I'm lucky - I live in Perth, where for some years, it's been illegal to smoke indoors in public buildings, in theatres, even in sporting venues. When I went to the rugby, at Subiaco Oval, I enjoyed the whole game without anyone nearby lighting up.

And then the game ended, and I left, and I had to hold my breath and hurry the first 50 metres out of the gates, because of all the stupid addicts who have to smoke right outside.

If you go into the city, indoors you're fine, outside there's smokers all over the place, polluting the air with their special blend of asthma triggers and carcinogens.

And then - and then - they complain about how unfair on them it is when it is suggested that smoking should be banned anywhere else. Complaints about freedom and personal choice and fuck you, smokers. Why should your "freedom" to "choose" to smoke be more important than my freedom to choose not to? Given that, you know, your choice causes cancer and other ailments, and mine doesn't, I really think that my not-smoking should take priority over your smoking. Mine, and every other passer-by, including the asthmatics and the newly-quit smokers and all the people who aren't committing suicide by slow poison that for some reason they feel the need to share.

Recently I read an article about a proposed ban, in Wales I think, on smoking in cars containing children.

If you don't think smoking in a car with a child in it is child abuse, then you are wrong, and don't bother commenting to tell me otherwise, because if we're friends, it will disappoint me to learn that you are that goddamn thoughtless and stupid, and if we're not, then it will preclude any possibility of that happening, and also I don't care what you think.

What really enraged me was the comments on the article, with, among other things, their self-righteous hypocrisy. Especially the "smokers' rights" campaigner who piously declared that the vast majority of smokers wouldn't smoke in a car with a child anyway.

Well then banning it won't affect them, will it?
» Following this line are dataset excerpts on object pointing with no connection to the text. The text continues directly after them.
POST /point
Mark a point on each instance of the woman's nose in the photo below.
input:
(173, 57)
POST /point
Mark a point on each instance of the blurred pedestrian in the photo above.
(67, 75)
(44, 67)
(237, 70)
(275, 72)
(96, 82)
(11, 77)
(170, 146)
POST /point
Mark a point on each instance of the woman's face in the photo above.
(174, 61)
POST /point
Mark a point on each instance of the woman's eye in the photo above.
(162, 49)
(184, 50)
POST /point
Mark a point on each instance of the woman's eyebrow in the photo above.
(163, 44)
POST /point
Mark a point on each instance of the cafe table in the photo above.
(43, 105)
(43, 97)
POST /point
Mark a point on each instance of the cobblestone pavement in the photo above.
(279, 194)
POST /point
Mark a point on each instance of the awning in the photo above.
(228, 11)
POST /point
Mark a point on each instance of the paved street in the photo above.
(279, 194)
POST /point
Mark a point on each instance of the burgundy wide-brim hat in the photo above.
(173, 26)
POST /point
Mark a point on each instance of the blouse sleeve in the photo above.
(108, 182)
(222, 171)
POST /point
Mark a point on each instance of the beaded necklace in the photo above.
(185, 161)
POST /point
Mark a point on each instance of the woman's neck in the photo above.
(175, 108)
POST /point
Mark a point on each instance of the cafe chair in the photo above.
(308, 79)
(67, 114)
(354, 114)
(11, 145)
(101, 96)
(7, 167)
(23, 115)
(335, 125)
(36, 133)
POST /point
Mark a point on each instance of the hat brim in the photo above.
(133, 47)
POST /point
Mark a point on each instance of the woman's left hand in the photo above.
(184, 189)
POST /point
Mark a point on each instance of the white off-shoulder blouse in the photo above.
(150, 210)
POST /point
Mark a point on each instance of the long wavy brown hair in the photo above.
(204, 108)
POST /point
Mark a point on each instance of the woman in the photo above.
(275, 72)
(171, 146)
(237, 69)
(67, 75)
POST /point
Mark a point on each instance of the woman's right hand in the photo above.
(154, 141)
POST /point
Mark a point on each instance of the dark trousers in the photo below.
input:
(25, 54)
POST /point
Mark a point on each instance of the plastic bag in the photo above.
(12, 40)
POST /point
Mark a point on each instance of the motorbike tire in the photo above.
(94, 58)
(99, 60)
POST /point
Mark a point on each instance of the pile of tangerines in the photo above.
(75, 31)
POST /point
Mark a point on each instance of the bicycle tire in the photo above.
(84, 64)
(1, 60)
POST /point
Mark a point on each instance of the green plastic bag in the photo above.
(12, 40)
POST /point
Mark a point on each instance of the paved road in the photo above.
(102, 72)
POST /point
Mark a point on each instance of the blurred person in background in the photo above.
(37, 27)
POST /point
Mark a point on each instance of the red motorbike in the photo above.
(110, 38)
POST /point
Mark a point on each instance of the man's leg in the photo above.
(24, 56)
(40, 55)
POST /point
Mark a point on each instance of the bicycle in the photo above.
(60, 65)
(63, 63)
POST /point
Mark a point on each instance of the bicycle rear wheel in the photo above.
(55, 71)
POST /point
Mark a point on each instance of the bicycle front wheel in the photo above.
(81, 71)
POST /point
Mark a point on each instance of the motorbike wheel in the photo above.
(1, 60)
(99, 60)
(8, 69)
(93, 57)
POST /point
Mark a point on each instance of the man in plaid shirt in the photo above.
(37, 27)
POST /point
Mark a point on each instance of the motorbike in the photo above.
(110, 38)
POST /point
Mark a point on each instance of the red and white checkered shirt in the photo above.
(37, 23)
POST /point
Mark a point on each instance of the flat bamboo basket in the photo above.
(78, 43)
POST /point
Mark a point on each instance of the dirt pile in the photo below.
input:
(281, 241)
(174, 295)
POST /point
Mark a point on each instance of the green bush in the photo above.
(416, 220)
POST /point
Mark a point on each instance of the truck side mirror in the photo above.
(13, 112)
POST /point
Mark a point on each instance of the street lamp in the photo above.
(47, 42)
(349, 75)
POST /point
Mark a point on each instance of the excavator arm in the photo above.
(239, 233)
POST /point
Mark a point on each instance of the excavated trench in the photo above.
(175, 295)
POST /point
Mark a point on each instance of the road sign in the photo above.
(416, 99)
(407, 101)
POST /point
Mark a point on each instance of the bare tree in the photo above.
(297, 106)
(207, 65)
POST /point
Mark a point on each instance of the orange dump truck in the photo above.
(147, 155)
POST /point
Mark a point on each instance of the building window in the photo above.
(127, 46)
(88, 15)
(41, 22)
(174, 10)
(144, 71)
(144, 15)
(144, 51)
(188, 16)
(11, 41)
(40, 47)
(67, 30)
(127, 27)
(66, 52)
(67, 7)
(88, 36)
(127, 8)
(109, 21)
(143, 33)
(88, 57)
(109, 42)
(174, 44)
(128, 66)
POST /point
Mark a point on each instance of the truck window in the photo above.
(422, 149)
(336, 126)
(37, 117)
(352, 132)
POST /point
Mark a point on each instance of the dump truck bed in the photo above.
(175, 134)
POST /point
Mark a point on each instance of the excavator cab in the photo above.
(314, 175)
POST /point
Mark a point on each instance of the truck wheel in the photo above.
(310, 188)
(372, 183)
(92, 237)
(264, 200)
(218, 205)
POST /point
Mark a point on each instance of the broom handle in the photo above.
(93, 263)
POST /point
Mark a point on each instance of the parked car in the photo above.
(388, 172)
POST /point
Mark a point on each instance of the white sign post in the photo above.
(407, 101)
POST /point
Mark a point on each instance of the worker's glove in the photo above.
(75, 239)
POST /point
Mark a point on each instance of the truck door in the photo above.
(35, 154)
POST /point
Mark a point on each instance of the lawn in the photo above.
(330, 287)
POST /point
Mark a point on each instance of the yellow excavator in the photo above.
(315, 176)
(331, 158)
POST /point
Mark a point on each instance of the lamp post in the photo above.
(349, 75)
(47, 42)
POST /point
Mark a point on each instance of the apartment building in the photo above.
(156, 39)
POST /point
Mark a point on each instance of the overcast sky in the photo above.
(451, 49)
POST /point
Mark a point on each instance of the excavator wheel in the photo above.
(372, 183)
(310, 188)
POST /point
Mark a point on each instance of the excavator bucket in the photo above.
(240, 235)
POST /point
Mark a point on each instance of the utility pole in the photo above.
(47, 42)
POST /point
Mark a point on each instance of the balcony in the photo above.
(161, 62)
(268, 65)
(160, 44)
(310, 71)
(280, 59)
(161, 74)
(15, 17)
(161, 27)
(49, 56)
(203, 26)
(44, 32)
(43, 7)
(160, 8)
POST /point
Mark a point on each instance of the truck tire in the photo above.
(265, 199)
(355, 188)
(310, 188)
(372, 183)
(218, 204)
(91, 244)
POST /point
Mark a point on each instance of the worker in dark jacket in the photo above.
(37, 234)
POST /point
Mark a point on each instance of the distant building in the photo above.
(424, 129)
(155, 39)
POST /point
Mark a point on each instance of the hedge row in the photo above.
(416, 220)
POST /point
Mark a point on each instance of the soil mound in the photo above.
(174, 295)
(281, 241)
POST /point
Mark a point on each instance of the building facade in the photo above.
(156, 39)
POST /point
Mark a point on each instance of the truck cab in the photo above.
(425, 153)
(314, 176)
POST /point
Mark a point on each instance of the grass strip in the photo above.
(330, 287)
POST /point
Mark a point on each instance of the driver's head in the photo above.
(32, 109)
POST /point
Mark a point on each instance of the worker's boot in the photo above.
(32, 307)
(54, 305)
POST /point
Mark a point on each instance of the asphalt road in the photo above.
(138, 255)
So shut up.

Despite the fact that, as a motorcyclist, I am one of the few people who actually suffers exposure to secondary smoke from people smoking while driving, I am, overall, okay with people doing it. But not if there are children, you worthless scum.

If it were up to me, smoking would be illegal in all public spaces. And enforced, with harsher penalties than there currently are, especially for those putrescent pustules who light their cigarettes standing directly under the "No Smoking Anywhere On Hospital Grounds" signs outside Sir Charles Gairdner Hospital, or for that matter the ones who light up under the "No Smoking" signs at Perth Train Station.

People can smoke at home. (As much as I wish my neighbours wouldn't, or at least wouldn't do it outside, I am not out to ban that. I'll just continue resenting it.)

In public spaces? For all the addicts who can't bear not to smoke, we could have smoking rooms - we can expand safe heroin injecting rooms, which are a good idea, to have enough room for the smokers to go in there too, in city centres. Just have an Addiction Centre, with good ventilation (filtered to the outside world), clean needles, medical supervision, and lots of resources available for people who want to quit before they kill themselves.

Because I agree with Isaac Asimov: your right to smoke ends at the point where it interferes with my right not to smoke.